To prepare the team to care for individual resident needs, a
preadmission assessment form is used. Completed by the resident and family before
admission, this form lists items such as medications the prospective resident
receives, preferences for meal and bath times, placement of bed, and interest
in church and other outside activities. By reviewing the information on this
assessment, the unit team can form a picture of the resident's life in the community
and use it as a basis for an individualized care plan.
The preadmission assessment form also reflects our shift in focus
from the medical model — requiring the resident to fit into the established routines
of the facility — to a focus on the facility accommodating, as much as possible,
the routines of the resident.
The physical and organizational changes implemented by Teresian
House have resulted in profound psychological, social, and spiritual benefits
for the residents. The cluster concept enables the different personalities and
interests of each resident to blossom. Large parties and gatherings still happen
occasionally, but the day-to-day activities center in a homelike group. With
few exceptions, residents are now allowed to age in one place, eliminating the
fear of being sent to another floor when physical capabilities diminish. Replacing
the institutional aura with the more homelike environment allows for more family-oriented
gatherings. Residents are now more relaxed and interact more with staff and
other residents.
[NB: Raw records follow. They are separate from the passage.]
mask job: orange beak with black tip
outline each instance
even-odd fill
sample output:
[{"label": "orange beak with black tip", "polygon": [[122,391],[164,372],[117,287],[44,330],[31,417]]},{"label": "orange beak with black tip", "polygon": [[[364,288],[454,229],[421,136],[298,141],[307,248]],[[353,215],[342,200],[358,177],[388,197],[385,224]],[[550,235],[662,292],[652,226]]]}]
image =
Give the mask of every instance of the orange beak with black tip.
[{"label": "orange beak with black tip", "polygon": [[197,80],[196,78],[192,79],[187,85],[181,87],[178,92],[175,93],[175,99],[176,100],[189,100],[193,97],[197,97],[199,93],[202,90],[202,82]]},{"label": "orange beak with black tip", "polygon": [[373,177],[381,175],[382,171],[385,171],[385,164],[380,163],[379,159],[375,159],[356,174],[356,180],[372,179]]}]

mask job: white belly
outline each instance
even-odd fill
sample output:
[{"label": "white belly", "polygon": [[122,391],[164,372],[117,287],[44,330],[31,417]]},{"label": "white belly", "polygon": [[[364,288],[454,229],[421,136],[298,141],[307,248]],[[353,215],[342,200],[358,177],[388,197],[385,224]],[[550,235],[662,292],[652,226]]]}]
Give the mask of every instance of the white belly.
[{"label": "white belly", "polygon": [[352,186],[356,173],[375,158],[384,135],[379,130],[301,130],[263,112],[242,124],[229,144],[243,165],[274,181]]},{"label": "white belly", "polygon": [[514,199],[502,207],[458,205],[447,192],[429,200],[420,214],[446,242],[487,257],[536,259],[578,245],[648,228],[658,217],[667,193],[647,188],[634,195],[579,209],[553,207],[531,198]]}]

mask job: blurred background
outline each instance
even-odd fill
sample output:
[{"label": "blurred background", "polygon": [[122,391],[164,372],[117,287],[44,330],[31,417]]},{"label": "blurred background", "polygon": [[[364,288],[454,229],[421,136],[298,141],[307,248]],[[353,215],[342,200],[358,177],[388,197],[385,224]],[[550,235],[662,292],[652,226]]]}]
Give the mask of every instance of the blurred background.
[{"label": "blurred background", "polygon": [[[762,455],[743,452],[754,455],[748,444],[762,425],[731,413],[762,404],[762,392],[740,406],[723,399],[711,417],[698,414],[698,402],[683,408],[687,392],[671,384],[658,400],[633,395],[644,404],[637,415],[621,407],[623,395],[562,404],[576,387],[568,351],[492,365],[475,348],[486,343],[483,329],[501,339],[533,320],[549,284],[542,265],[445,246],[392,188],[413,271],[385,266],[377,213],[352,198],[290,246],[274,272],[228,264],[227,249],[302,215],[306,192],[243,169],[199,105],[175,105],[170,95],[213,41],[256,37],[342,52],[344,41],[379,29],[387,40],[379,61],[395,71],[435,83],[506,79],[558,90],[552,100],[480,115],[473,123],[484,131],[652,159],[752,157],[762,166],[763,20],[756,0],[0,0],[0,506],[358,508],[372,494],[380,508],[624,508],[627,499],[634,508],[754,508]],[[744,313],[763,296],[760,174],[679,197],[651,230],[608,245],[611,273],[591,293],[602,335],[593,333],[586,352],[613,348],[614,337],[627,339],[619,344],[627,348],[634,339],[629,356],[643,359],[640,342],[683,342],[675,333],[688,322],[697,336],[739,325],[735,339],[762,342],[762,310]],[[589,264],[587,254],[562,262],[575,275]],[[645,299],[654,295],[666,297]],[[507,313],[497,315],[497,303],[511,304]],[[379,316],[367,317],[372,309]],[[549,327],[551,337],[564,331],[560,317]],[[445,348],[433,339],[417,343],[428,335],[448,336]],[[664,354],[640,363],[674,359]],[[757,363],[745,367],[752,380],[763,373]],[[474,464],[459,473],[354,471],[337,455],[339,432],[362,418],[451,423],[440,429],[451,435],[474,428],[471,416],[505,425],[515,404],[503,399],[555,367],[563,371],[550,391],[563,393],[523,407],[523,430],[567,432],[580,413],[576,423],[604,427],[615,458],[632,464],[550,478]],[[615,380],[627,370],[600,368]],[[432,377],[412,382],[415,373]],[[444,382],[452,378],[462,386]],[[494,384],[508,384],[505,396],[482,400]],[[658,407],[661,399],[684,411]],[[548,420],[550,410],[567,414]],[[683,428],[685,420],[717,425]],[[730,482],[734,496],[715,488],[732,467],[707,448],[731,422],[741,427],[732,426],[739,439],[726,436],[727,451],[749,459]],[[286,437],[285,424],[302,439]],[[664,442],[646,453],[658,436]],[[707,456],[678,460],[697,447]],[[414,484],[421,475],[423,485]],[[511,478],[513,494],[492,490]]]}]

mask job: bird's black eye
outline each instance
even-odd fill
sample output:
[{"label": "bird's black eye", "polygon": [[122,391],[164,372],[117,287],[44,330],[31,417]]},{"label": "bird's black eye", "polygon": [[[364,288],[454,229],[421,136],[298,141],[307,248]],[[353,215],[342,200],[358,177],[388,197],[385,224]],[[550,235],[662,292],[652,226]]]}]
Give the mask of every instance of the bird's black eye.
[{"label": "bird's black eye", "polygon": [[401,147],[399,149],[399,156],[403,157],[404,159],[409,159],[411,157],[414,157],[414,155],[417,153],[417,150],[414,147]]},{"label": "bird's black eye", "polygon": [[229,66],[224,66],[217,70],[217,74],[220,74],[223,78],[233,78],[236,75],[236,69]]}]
Each floor can cite numerous anecdotes of the positive effects
of this new environment.
Of course, not every change was met with wholehearted enthusiasm,
and not every change succeeded. Some staff members left because they did not
agree with performing global duties that they believed were beneath their educational
level. In some instances, prepared budget line items (especially food) went
beyond set parameters and had to be brought back in line by careful monitoring.
Nevertheless, our fundamental belief that benefits for the residents would result
from the practice of resident-centered care was a beacon for our journey and
remains our hope for the future.
- Lorretta Pastva, The Carmelite Sisters for the Aged and Infirm, Editions
du Signe, Strasbourg, France, 2000, p. 4.